Stetson’s Second Stage Theater was transported to 1955 Los Angeles this past weekend as the theatre arts program presented the famous Broadway play, Mrs. California.

Kendall Couture, News Staff

Doris Baizley’s, “Mrs. California,” was brought to life on the Stetson stage this past weekend, Feb. 20-23. The show had a lively cast of only 12, and was directed by theater arts major, Jaycie Cohen ‘20. 


The show takes place in 1955 Los Angeles where four women are competing in a homemaker contest in hopes of winning the coveted title of Mrs. California. During the contest, the women must complete tasks like sewing an apron, setting a table, and cooking a meal to prove they are the greatest homemaker. 


The main character, Dot, played by Liza Tananbaum ’22, is the Los Angeles representative who struggles to conform to the role and expectations of the Mrs. California competition. After multiple attempts to fit the mold, Dot begins to question her place in the contest when she is told she shouldn’t tell the story of her transcribing codes in the war, because “nobody wants to hear them.” 

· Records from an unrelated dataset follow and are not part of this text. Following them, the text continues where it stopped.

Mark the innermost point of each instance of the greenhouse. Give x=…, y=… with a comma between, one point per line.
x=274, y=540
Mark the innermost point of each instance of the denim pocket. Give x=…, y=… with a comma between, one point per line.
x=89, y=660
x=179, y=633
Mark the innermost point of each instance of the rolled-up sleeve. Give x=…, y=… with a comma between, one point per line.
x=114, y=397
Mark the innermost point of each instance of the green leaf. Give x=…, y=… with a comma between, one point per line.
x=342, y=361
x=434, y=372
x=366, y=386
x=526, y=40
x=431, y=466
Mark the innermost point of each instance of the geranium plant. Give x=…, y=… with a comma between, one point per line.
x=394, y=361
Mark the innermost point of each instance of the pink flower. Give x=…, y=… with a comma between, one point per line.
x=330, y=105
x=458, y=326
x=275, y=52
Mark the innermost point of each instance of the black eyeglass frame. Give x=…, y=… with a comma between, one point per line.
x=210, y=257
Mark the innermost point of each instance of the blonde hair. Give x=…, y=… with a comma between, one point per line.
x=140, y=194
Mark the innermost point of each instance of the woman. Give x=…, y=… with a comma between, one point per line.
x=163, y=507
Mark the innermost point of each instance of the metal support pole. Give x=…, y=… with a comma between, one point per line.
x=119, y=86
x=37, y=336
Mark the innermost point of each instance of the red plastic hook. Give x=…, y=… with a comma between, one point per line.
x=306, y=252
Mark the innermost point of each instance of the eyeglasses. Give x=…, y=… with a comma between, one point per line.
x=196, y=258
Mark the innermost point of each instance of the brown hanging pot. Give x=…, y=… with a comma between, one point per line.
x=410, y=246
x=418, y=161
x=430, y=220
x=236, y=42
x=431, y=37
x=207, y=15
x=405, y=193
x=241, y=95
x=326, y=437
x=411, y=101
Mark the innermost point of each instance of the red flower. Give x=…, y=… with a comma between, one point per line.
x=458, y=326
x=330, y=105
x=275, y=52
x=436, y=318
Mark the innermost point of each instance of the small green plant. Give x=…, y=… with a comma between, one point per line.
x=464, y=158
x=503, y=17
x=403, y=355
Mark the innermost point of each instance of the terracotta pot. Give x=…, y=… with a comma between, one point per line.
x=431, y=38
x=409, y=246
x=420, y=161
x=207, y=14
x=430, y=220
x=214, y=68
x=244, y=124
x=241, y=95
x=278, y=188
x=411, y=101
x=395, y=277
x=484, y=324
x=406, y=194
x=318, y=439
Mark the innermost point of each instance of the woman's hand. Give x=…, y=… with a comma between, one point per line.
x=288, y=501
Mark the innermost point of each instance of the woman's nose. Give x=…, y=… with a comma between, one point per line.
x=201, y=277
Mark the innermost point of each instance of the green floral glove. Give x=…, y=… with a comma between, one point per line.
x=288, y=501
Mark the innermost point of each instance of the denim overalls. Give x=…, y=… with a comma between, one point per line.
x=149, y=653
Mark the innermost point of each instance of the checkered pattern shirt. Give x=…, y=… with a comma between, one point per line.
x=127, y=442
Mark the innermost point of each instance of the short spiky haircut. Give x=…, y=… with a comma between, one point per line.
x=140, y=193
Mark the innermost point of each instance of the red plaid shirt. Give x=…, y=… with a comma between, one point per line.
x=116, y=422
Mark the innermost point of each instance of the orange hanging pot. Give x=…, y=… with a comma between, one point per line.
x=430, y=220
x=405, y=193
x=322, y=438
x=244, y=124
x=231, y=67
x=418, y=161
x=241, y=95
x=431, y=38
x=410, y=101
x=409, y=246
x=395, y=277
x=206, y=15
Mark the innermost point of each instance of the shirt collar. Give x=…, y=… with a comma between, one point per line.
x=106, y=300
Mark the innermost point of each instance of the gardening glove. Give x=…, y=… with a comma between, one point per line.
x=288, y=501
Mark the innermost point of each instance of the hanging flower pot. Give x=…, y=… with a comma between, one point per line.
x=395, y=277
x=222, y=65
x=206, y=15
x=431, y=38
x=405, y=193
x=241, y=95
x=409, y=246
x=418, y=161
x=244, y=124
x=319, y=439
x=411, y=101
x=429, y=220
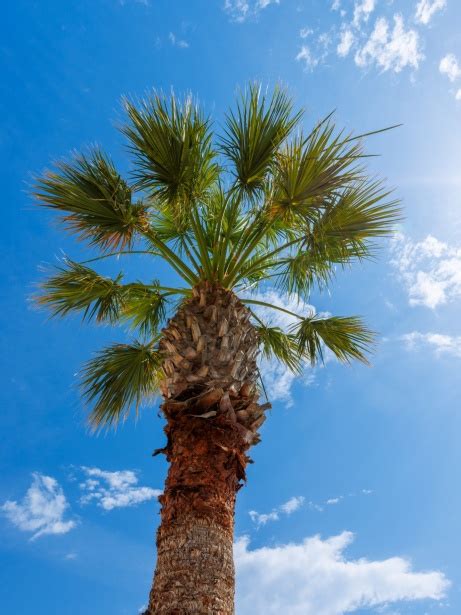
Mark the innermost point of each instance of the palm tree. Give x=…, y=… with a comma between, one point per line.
x=261, y=204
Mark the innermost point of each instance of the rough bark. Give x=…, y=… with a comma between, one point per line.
x=210, y=405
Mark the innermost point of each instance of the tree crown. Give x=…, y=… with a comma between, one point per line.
x=260, y=203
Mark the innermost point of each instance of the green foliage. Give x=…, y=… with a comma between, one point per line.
x=145, y=308
x=119, y=377
x=282, y=208
x=347, y=338
x=95, y=200
x=173, y=150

It is a story about breaking chains some could argue is still relevant today. Cohen, who directed this show for her senior research said, “I chose to direct this play for my senior research because I feel that its message is still relevant today. It reinforces that the perception of the ‘role of the woman’ has evolved from what’s expected of them to what they choose for themselves.”


Tananbuam described how she prepared for the role of Dot and said she had to approach the role both as an actor and a woman, “There is layer after layer to unpack within the script and the two have to work together to really bring justice to Dot as a whole.”

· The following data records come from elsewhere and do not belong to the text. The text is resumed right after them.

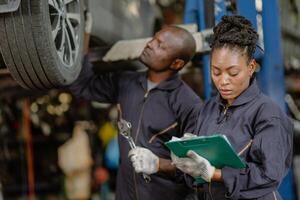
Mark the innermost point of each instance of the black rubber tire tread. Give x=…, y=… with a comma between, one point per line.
x=7, y=56
x=42, y=34
x=28, y=49
x=13, y=46
x=25, y=17
x=23, y=50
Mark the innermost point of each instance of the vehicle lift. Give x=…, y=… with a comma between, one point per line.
x=207, y=13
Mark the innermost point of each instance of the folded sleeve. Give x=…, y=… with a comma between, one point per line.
x=269, y=159
x=97, y=87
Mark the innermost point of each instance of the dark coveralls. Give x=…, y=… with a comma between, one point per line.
x=170, y=109
x=263, y=136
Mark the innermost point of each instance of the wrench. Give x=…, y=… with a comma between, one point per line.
x=125, y=130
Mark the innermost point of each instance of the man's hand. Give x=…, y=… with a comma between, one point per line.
x=194, y=165
x=143, y=160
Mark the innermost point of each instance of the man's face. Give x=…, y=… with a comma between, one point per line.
x=231, y=72
x=160, y=52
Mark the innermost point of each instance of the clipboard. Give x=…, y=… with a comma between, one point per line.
x=215, y=148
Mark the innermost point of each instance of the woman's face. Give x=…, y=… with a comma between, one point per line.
x=231, y=72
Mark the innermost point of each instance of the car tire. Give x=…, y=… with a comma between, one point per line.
x=42, y=42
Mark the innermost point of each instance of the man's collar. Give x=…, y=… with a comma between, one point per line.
x=168, y=84
x=246, y=96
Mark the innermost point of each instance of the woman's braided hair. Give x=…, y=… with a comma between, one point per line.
x=235, y=32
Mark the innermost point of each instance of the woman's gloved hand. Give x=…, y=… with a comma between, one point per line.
x=143, y=160
x=194, y=165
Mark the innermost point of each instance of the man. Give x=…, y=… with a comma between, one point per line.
x=158, y=105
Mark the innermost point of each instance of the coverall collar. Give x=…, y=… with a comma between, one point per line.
x=246, y=96
x=169, y=84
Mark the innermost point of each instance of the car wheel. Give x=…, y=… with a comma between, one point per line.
x=42, y=42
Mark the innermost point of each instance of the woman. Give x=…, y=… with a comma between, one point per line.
x=255, y=126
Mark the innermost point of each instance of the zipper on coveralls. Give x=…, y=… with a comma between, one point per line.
x=135, y=139
x=224, y=113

While trying to unpack who Dot is, Tananbuam said she came to a couple different realizations. “Personally, I don’t think Dot dislikes the role of homemaker. It’s something she is used to. What makes it difficult now is that her choice has been taken away. She was reduced to solely a homemaker.” 


When reflecting on herself as an actress and as a woman, Tananbuam said she had to use her own life experiences as well as those of women in general to bring the role to life. “I don’t have anything that’s incredibly close to her experience, but I think being a woman– as weird as that sounds– helped me prepare. While I don’t suffer to the extent that Dot, and women in the fifties in general did, there are many instances throughout the day where I deal with sexism. Most of the time they go unnoticed, but being in this show I had to find those small moments of injustice and really sit there and think about how those moments impact me, my work, my emotions, all of that.”


The show saw great success as it brought in almost a full house even during its Sunday matinee. This was Stetson Theatre Arts’ third production of the 2019-2020 season. The season will conclude with Ken Ludwig’s “The Game’s Afoot,” in April.